Let’s be frank: the solution to our economic and security challenges are hidden in plain sight. It is no rocket science. Nigeria can be one of the biggest exporters of palm oil, petrol, solid minerals, name it — if we use our brains positively. We have no business with being a net importer of petroleum products, so much so the aviation industry is sometimes paralysed because of fuel scarcity. Nigeria is the only country that experiences this constant affliction. Some things are too weird about us. That is why some think the country is under a spell. I can’t say if it is a spiritual problem because spiritual matters are above my paygrade, but I am sure that we don’t know what we are doing. We’re lost.

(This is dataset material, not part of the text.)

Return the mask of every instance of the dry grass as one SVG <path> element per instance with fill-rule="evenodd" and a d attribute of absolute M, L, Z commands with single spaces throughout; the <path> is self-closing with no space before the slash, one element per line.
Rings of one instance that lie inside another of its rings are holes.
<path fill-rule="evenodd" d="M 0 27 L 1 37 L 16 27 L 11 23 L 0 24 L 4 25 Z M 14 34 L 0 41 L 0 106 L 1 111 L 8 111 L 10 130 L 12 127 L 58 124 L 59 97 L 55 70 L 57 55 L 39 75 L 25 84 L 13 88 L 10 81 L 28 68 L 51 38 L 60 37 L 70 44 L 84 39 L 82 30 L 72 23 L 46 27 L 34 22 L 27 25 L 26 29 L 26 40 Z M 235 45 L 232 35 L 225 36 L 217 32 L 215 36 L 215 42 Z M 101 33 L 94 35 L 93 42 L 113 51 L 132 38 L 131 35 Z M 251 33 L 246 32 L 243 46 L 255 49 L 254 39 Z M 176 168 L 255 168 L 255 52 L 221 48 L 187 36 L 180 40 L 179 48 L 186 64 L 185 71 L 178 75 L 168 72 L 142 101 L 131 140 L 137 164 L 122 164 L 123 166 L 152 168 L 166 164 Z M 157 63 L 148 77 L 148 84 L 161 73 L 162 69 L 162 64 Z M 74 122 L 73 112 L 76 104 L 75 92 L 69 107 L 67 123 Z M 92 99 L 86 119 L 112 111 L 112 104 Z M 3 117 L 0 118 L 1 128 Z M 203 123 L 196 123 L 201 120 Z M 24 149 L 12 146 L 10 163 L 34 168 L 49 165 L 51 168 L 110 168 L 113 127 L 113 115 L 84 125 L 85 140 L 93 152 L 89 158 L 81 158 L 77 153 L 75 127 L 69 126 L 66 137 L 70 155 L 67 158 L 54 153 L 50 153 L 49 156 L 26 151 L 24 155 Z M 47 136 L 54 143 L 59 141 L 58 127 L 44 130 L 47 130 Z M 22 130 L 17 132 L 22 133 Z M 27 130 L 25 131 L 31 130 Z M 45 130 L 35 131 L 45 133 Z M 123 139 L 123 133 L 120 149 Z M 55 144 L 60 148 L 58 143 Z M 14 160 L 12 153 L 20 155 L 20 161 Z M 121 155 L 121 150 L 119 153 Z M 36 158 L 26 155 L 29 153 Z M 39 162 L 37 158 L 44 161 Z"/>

But when you see that some sectors are doing well —  fintech and entertainment, for instance — in spite of the government, you cannot but conclude that the political leadership has questions to answer. We have a warped concept of governance. When you run a system where the unwritten code is that leadership is all about personal comfort and there are no consequences for bad behaviour, what you get is a Nigeria. We know what ails us. It’s been well diagnosed. But we have refused to take our medication: competent and patriotic leadership at all levels. Our capacity for shortsightedness and selfishness is legendary and damaging. Do I really need to spell that out again?

AND FOUR OTHER THINGS…

GABON GARRISSON

Gabon is the latest African country to come under the jackboot with the overthrow of President Ali Bongo Ondimba shortly after he was declared winner of a flawed election that returned him to office for a third term. He had succeeded his late father, Omar, in 2009. I was amused that father and son had ruled Gabon for a combined period of 56 years before the military coup — only for me to read reports that the new military ruler, Brigadier General Brice Oligui Nguema, is the ousted president’s cousin. I didn’t know whether to be angry or burst into laughter. I now can’t say what is more odious — the father-and-son stranglehold on Gabon or the incursion by their extended family. Africa!

COUP CONTAGION

Military coups are back in full force in Africa and I must be one of the least excited. I will say this one more time: military should stay out of politics. By their training and orientation, soldiers are not primed to govern the civil populace. Most of Africa was ruled by soldiers in the 1970s and 1980s and if they were geniuses, Africa would be competing with the rest of the world today. I will never argue against the notion that there is a general leadership problem on the continent. I will also not deny the fact that liberal democracy has not delivered the dividends as it should. But the military has not proved itself to be better either. Let’s give democracy a chance, no matter how imperfect. Liberties.

ALL EYES ON P&ID

There are underground moves by some selfish Nigerians to cut a deal in the P&ID case by seeking to arrest the British high court judgment. The facts, according to our lawyers, are positive for us. More so, we have a right of appeal if we lose, so it is difficult to understand why some fellows are trying to stampede President Bola Tinubu to go for out-of-court settlement. If we win, P&ID and its backers will not get a penny. Instead, the court may ask them to pay our costs. It is already a good signal that a court allowed us to challenge the $6.6 billion (plus interests) award because of allegations of corruption in the contracting process. Tinubu must not cave in to these commission chasers. Greed.

AND FINALLY…

Mr Wale Adedayo, chairman of Ijebu East LGA, Ogun state, bluntly told Mr Dapo Abiodun, the governor, that the “emperor has not clothes”. He accused the governor of hijacking the funds meant for councils — a major obstacle to the proper functioning of the local government system in Nigeria. The emperor was very angry. Councillors from Ijebu East quickly visited the emperor with their tails between their legs, apologising for Adedayo’s misdemeanour, and wailing: “We are sorry sir! The emperor has clothes! The emperor is not naked!” Seven councillors proceeded to suspend Adedayo for three months over allegations of maladministration and financial mismanagement. Nigeria!